伸びない両腕
宿角健雅の次男、宿角健臣を<もえぎ園>の方で保護するという交渉は、なかなか進展しなかった。先方が完全に不審がってしまって交渉そのものが成立しなかったのだ。
健雅の方は捜査が手間取っているらしくそちらも進展しない為に施設の方で保護されているからまあその点では心配要らないだろうし、あまりしつこく押してはむしろ逆効果だと考え、しばらく様子を見ることになった。
その間にも、牧内不動に里子として保護してもらっていた石田葵にようやく養親が見付かり、養子縁組を経て晴れて川上葵という新しい名を得て人生の再スタートを切ることになった。
牧内夫妻は葵をずっと預かる覚悟も決めていたことで少し残念がったものの、やはり養子とはいえきちんと<その家の子>として生きられるのならそれに越したことはないので、笑顔で見送ることとなった。またそのすぐ後で今度は、間倉井好羽の息子の藤田健人の養親も見付かり、島本健人という名を得て、こちらも新しいスタートを切ることになった。
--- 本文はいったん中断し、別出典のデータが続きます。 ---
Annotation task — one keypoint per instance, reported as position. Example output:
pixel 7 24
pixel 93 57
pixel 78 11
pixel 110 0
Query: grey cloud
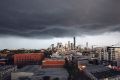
pixel 58 18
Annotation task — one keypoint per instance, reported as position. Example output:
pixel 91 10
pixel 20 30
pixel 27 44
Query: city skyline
pixel 37 23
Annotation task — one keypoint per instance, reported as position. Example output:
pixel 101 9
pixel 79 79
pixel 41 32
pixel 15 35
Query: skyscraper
pixel 74 42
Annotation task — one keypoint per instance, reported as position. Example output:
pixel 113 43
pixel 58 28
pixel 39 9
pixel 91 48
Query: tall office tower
pixel 52 46
pixel 87 45
pixel 74 42
pixel 72 46
pixel 69 45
<もえぎ園>としても今後もサポートを行いつつ、見守っていくことになる。
その一方で、<もえぎ園>にも現在、保護されている子供達はいる。その子達はいろいろな事情があり、専門知識やスキルを持たない一般の養親では養育が難しいとされている子供達が主だった。
その殆どが、虐待の被害者である。それが故に他人と上手く関わることができなかったり攻撃的であったり、<試し行動>が酷くて扱いが難しいのだ。トランスセクシュアルが原因で家族から虐げられていた守縫久人もこれに含まれる。彼の場合は年齢が高く、しかも思春期かつトランスセクシュアルという事情があって、さすがにこれに対処できる養親となると見付けるのは困難であった。
まあ彼については若干特殊な例にしても、物心がつく頃まで虐待を受け続けた子供達の心の傷は非常に深く、かつ対処が難しく、苛烈な<試し行動>を行う子もいるので養親が見付からないままに<もえぎ園>での保護を続けている状態である。
だから十八歳になるまで園で過ごした卒園者達も、そういう過去を持つ者達であった。
そして、戸野上探偵事務所を経営する戸野上威も、その一人である。そういうこともあって、彼は児童虐待が絡む案件については特に熱心に扱っていたと言えるだろう。
スーツを着ていると分かりにくいが、彼の両腕は肘の関節が真っ直ぐに伸びない。本人はまっすぐに伸ばしているつもりなのだが、僅かに曲がったままなのだ。これは、虐待によって両腕を骨折した影響なのだった。